7.3.59. table_tokenize¶
7.3.59.1. Summary¶
table_tokenize command tokenizes text by the specified table's tokenizer.
7.3.59.2. Syntax¶
This command takes many parameters.
table and string are required parameters. Others are
optional:
table_tokenize table
string
[flags=NONE]
[mode=GET]
7.3.59.3. Usage¶
Here is a simple example.
Execution example:
register token_filters/stop_word
# [[0,0.0,0.0],true]
table_create Terms TABLE_PAT_KEY ShortText \
--default_tokenizer TokenBigram \
--normalizer NormalizerAuto \
--token_filters TokenFilterStopWord
# [[0,0.0,0.0],true]
column_create Terms is_stop_word COLUMN_SCALAR Bool
# [[0,0.0,0.0],true]
load --table Terms
[
{"_key": "and", "is_stop_word": true}
]
# [[0,0.0,0.0],1]
table_tokenize Terms "Hello and Good-bye" --mode GET
# [
# [
# 0,
# 0.0,
# 0.0
# ],
# [
# {
# "value": "hello",
# "position": 0
# },
# {
# "value": "good",
# "position": 2
# },
# {
# "value": "-",
# "position": 3
# },
# {
# "value": "bye",
# "position": 4
# }
# ]
# ]
Terms table is set TokenBigram tokenizer, NormalizerAuto normalizer,
TokenFilterStopWord token filter. It returns tokens that is
generated by tokenizeing "Hello and Good-bye" with TokenBigram tokenizer.

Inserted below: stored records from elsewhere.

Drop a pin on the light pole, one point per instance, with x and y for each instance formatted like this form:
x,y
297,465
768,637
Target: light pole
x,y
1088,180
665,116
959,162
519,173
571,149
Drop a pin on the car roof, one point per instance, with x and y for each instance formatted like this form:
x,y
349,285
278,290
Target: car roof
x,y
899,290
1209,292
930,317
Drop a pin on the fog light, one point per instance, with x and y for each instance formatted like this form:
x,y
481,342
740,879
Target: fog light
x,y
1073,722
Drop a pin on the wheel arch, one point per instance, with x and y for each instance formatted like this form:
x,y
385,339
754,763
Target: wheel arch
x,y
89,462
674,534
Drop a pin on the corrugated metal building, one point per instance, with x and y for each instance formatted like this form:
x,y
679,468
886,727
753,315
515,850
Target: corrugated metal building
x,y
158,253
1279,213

It is normalized by NormalizerAuto normalizer.
and token is removed with TokenFilterStopWord token filter.
7.3.59.4. Parameters¶
This section describes all parameters. Parameters are categorized.
7.3.59.4.1. Required parameters¶
There are required parameters, table and string.
7.3.59.4.1.1. table¶
Specifies the lexicon table. table_tokenize command uses the
tokenizer, the normalizer, the token filters that is set the
lexicon table.
7.3.59.5. Return value¶
table_tokenize command returns tokenized tokens.
See Return value option in tokenize about details.